The Bank's work in HIV/AIDS is central to its poverty reduction mandate
The transition to the second phase was marked by a number of events in 1996-97: the creation of the joint United Nations programme on HIV/AIDS (UNAIDS), of which the Bank is now one of eight co-sponsors, which influenced Bank management to act; the Bank’s publication of a major research report highlighting AIDS as a development issue; and the development of effective anti-retroviral therapy.
Since 1998 HIV/AIDS strategies have been completed in nearly all geographic groupings of the Bank, and an additional $2 billion has been committed to support national HIV/AIDS programmes in 55 countries at all stages of the epidemic. Roughly half of the new commitments since 1998 have been through more than two dozen projects of the MAP.
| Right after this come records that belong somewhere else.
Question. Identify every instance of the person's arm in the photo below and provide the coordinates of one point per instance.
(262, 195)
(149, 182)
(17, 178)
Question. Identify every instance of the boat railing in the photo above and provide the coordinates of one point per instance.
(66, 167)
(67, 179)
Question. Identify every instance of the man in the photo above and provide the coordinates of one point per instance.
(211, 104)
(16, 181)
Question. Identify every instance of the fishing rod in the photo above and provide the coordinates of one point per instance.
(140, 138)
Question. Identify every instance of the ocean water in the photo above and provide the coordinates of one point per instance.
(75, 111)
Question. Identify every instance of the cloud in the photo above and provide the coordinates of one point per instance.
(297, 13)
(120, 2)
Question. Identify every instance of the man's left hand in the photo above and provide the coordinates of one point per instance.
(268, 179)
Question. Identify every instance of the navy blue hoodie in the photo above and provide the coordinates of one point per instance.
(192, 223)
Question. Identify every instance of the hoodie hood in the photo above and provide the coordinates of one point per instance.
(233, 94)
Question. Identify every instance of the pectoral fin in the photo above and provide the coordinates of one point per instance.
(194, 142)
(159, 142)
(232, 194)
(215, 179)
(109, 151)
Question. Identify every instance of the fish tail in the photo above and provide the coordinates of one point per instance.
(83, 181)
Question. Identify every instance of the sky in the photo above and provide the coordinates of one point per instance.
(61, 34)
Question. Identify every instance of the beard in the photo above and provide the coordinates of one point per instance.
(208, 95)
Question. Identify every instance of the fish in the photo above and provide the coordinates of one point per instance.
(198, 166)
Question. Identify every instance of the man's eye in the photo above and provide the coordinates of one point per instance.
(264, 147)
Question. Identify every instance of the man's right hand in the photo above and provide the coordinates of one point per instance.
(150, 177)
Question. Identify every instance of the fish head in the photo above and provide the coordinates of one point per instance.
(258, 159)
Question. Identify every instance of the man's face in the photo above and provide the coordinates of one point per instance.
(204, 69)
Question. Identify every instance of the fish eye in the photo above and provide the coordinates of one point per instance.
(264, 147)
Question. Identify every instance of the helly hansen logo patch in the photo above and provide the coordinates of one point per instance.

Africa Multi-Country HIV/AIDS Programme
The Africa MAP, which started in 2000, signalled the start of a 10-15 year commitment by the Bank. Its projects, which are all still on-going, account for about two thirds of the Bank’s active HIV/AIDS projects globally. From September 2000 to June 2004, 29 country-level Africa MAP projects were approved, amounting to roughly $1 billion in commitments, of which about $255 million had been disbursed. The programme comes mainly from IDA grants or concessionary loans. Its objectives are to: scale up prevention, care, support and treatment programmes; and prepare countries to cope with the impact of those who develop AIDS over the next decade. The eligibility criteria for countries wishing to participate in the Africa MAP are as follows:
- Evidence of a strategic approach to HIV/AIDS, developed in a participatory manner;
- existence of a high-level multi-stakeholder HIV/AIDS coordinating body, including people living with AIDS;
- government commitment to quick implementation arrangements, including channelling grant funds directly to communities, civil society and the private sector; and
- agreement by the government to work with different agencies, especially civil society.
The MAP programme relies heavily on the technical and strategic guidance of each countries national and strategic plan. It also requires much stronger monitoring and evaluation than standard project supervision.